Ciência

Pesquisadores brasileiros desenvolvem inteligência artificial que identifica a dor em recém-nascidos por expressões faciais

21 de Abril de 2026 às 06:12

Pesquisadores da Unifesp e da FEI desenvolveram um sistema de inteligência artificial que identifica a dor em recém-nascidos via análise de expressões faciais. A tecnologia automatiza a detecção de padrões de sofrimento e gera mapas visuais para dar suporte ao julgamento clínico em hospitais

Pesquisadores da Unifesp e da Faculdade de Engenharia Industrial (FEI), de São Bernardo do Campo, desenvolveram um sistema de inteligência artificial capaz de identificar a dor em recém-nascidos por meio da análise de expressões faciais. A tecnologia, fruto da união entre a engenharia e a medicina neonatal, foi detalhada em uma publicação de relevância internacional na área científica.

O desenvolvimento do projeto teve início em 2015, com a instalação de câmeras em incubadoras do setor neonatal do Hospital São Paulo. Durante quase dois anos, foram capturadas aproximadamente trezentas horas de imagens dos rostos dos bebês durante os tratamentos. Esse volume de dados serviu para treinar um modelo computacional a reconhecer sinais de sofrimento que podem não ser percebidos com rapidez pelo olho humano.

A detecção de dor em neonatologia é complexa porque recém-nascidos não conseguem verbalizar desconfortos. Atualmente, a prática médica utiliza a escala NFCS, que classifica expressões como tensão na boca, tremor no queixo, franzimento da testa e protrusão da língua, cruzando esses dados com a pressão arterial, frequência cardíaca e temperatura corporal. No modelo tradicional, a decisão sobre a intervenção terapêutica depende da análise conjunta de dois profissionais.

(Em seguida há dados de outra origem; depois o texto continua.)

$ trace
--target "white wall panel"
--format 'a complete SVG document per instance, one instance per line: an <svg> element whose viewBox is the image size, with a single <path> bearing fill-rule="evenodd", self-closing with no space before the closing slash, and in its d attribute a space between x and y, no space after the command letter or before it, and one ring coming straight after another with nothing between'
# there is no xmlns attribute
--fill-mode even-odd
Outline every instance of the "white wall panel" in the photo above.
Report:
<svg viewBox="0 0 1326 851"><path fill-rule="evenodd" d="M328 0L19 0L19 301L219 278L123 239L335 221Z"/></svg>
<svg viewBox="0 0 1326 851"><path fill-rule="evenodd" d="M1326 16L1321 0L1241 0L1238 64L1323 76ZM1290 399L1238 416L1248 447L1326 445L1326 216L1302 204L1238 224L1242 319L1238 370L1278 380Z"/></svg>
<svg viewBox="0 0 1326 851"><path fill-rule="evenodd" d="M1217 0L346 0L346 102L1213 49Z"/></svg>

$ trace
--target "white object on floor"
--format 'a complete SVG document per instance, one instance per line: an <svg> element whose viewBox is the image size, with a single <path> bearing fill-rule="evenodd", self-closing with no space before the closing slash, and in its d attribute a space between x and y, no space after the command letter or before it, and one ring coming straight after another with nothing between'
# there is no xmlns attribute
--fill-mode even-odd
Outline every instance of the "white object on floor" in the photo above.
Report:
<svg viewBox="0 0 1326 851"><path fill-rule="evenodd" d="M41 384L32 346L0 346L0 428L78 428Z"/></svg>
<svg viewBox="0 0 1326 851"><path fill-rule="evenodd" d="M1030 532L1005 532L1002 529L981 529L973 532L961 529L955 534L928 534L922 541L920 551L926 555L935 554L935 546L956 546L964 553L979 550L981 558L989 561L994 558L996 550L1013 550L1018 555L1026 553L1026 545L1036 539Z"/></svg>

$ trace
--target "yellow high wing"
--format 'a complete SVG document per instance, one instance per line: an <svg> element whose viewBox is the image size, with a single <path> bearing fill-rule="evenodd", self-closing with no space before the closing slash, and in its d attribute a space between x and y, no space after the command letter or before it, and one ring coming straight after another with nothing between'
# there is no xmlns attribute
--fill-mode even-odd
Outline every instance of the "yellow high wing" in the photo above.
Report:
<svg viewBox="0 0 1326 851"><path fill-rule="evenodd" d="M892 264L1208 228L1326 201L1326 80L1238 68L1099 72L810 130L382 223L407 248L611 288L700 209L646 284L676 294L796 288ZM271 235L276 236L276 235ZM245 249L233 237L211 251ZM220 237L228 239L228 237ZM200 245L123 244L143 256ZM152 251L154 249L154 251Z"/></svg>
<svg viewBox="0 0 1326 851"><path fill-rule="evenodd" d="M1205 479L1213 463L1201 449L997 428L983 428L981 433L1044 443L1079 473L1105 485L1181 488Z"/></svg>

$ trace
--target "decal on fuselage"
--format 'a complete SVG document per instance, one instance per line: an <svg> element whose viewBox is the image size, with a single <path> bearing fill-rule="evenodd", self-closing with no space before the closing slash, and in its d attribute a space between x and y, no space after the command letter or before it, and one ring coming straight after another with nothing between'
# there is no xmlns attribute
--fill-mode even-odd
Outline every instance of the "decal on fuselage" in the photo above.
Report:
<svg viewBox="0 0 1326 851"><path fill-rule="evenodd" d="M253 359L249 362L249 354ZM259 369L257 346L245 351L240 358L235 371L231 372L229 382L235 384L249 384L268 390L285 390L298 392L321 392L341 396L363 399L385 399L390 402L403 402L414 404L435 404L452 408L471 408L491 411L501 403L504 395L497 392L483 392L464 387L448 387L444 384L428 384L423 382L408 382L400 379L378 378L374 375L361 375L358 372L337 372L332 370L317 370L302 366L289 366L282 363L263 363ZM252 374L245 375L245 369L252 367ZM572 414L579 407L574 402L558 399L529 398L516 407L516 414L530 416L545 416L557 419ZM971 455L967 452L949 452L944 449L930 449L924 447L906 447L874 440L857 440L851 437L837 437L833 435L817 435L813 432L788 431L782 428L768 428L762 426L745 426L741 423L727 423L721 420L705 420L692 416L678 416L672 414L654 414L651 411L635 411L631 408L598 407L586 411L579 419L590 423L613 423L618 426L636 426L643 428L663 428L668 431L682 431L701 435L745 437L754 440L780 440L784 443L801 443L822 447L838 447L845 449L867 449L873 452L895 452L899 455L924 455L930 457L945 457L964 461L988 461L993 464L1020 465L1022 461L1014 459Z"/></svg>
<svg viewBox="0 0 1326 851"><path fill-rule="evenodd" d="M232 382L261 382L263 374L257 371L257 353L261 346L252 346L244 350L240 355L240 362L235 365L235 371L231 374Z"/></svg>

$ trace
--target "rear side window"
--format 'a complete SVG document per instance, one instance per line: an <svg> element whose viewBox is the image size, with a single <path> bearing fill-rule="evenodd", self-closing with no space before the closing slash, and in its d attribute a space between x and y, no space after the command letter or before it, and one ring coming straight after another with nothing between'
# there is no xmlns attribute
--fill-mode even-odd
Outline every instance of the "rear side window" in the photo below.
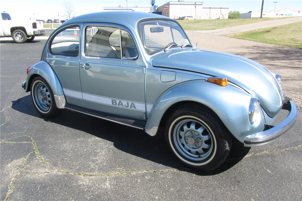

O sistema criado pelos brasileiros automatiza esse processo ao identificar padrões semelhantes aos observados por médicos experientes. O algoritmo foca em elementos específicos, como o sulco nasolabial e a boca, operando de forma contínua e sem a fadiga ou as variações de percepção comuns a profissionais em plantões prolongados em UTIs neonatais.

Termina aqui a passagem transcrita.